It is fair to say that I have banged on about the critical importance of reserved legal activities quite a lot in the relatively short time Legal Futures has been going (see, for example, ‘The lawyer and the plumber’ here). But I now feel fully vindicated by the 50-page report from the College of Law’s Legal Services Policy Institute on this very subject (see story and also my article on it in today’s Times (payment required)).
Happily its main author, Professor Stephen Mayson, shares my fascination with this subject and he demonstrates how the reserved activities are “one of the fundamental building blocks of the Legal Services Act 2007”. For example, they are pivotal to the definition of an “authorised person” (ie, a lawyer), to the designation of a regulator as an approved regulator, to the grant of licences to alternative business structures (ABSs) and to the appointment of a head of legal practice for an ABS.

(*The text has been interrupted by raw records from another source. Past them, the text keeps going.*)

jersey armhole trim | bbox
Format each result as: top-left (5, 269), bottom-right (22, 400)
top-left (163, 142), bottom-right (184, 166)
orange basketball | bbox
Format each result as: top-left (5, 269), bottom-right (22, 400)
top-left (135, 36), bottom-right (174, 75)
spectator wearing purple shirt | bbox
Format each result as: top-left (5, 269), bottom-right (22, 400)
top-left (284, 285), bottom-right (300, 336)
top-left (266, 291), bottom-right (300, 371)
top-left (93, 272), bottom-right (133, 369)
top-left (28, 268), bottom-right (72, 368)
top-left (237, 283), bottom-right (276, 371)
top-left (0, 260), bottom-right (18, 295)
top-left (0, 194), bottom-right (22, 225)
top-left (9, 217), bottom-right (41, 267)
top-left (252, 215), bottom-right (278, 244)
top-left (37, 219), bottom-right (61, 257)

Indeed, the report has been published the day after the LSB confirmed that it had received applications from the Institute of Legal Executives (ILEX) to become an approved regulator to award rights for ILEX members to conduct litigation, enjoy rights of audience (both in civil and family) and handle reserved probate work (the applications can be viewed here). Though legal executives currently have rights of audience, they are exercised under the supervision of a solicitor and this application would enable them to use the rights independently. Application for criminal litigation and advocacy rights, and in time conveyancing, will follow, while the Council for Licensed Conveyaners is also eyeing litigation and advocacy rights (having already got probate rights).
Professor Mayson’s paper is not Legal Services Board (LSB) research, but the LSB is supporting it as the issue of reserved activities has come at them perhaps faster than they were expecting, most notably in relation to will-writers. Nonetheless, do not expect anything to move too quickly on this. The LSB’s thinking is still at a very early stage and a lot of work will need to be done to lay out the criteria against which it will judge decisions on reservation (the subject of Professor Mayson’s second paper), before it applies those criteria to specific areas of work.

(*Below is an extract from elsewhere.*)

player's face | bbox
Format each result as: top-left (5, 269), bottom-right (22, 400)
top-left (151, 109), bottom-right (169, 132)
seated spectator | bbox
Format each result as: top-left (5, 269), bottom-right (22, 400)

But what surprised me slightly when talking to LSB strategy director Crispin Passmore for the Times article is that he does not envisage going back a stage and asking whether there should be reservation at all, although perhaps the idea is too embedded in the system and the Act to make that practical. Whether it is be done by activity, individual or firm surely is on the table, however.

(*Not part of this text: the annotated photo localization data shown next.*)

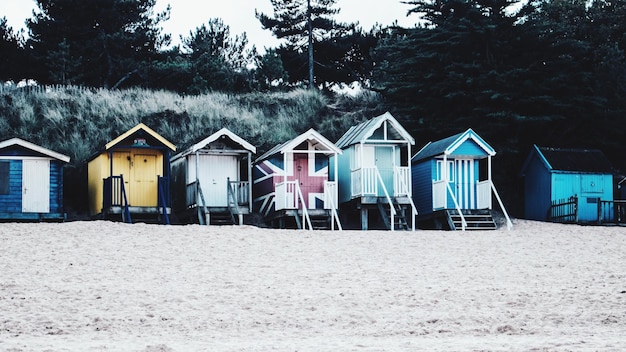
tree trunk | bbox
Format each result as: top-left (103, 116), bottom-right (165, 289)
top-left (307, 0), bottom-right (314, 89)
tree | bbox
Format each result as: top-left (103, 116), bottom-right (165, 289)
top-left (0, 17), bottom-right (27, 82)
top-left (256, 48), bottom-right (289, 90)
top-left (256, 0), bottom-right (350, 88)
top-left (181, 18), bottom-right (258, 93)
top-left (27, 0), bottom-right (171, 88)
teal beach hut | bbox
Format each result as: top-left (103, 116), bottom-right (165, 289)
top-left (520, 145), bottom-right (614, 223)
top-left (411, 128), bottom-right (511, 230)
top-left (333, 112), bottom-right (417, 231)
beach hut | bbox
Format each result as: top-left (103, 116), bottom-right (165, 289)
top-left (333, 112), bottom-right (417, 230)
top-left (170, 128), bottom-right (256, 225)
top-left (520, 145), bottom-right (614, 223)
top-left (87, 123), bottom-right (176, 224)
top-left (253, 129), bottom-right (342, 230)
top-left (411, 128), bottom-right (511, 230)
top-left (0, 138), bottom-right (70, 221)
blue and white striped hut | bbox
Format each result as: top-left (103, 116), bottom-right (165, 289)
top-left (411, 128), bottom-right (511, 230)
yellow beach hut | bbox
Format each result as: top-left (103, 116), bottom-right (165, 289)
top-left (87, 123), bottom-right (176, 224)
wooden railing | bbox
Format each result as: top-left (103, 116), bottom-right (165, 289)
top-left (227, 179), bottom-right (244, 225)
top-left (549, 196), bottom-right (578, 223)
top-left (476, 180), bottom-right (492, 209)
top-left (351, 167), bottom-right (410, 198)
top-left (394, 167), bottom-right (417, 231)
top-left (324, 181), bottom-right (342, 231)
top-left (275, 180), bottom-right (313, 230)
top-left (433, 180), bottom-right (447, 209)
top-left (103, 175), bottom-right (131, 223)
top-left (227, 179), bottom-right (250, 206)
top-left (186, 180), bottom-right (209, 225)
top-left (394, 167), bottom-right (411, 196)
top-left (615, 200), bottom-right (626, 223)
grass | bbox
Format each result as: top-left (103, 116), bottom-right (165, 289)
top-left (0, 85), bottom-right (386, 165)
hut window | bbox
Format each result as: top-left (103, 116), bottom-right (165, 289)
top-left (435, 160), bottom-right (454, 182)
top-left (0, 161), bottom-right (9, 195)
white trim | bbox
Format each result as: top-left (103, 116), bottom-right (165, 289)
top-left (0, 156), bottom-right (58, 161)
top-left (446, 129), bottom-right (495, 156)
top-left (0, 138), bottom-right (70, 162)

Nor does Mr Passmore expect that they will look afresh at the current six activities. In fairness, given that the work is at such an early stage, he said there is no detailed plan in place, and suggested I ask again in a few months’ time. In light of Professor Mayson’s findings of the very haphazard way in which reserved activities have grown up – often for reasons of professional protectionism – surely the criteria against which any new applications for reservation will be judged should be applied also to the existing six.
As I have written before, why is it just the preparation of papers on which to found or oppose a grant of probate or of letters of administration that is reserved, rather than the actual administration of the estate, where the likelihood of fraud must be so much greater?
Creating a modern regulatory framework for legal services is what the LSB is there to do, and I reckon we will learn a lot about it from how it approaches the reservation issue. It is just a shame for reservation nerds like myself and Professor Mayson that we will have to wait so long to see what it does.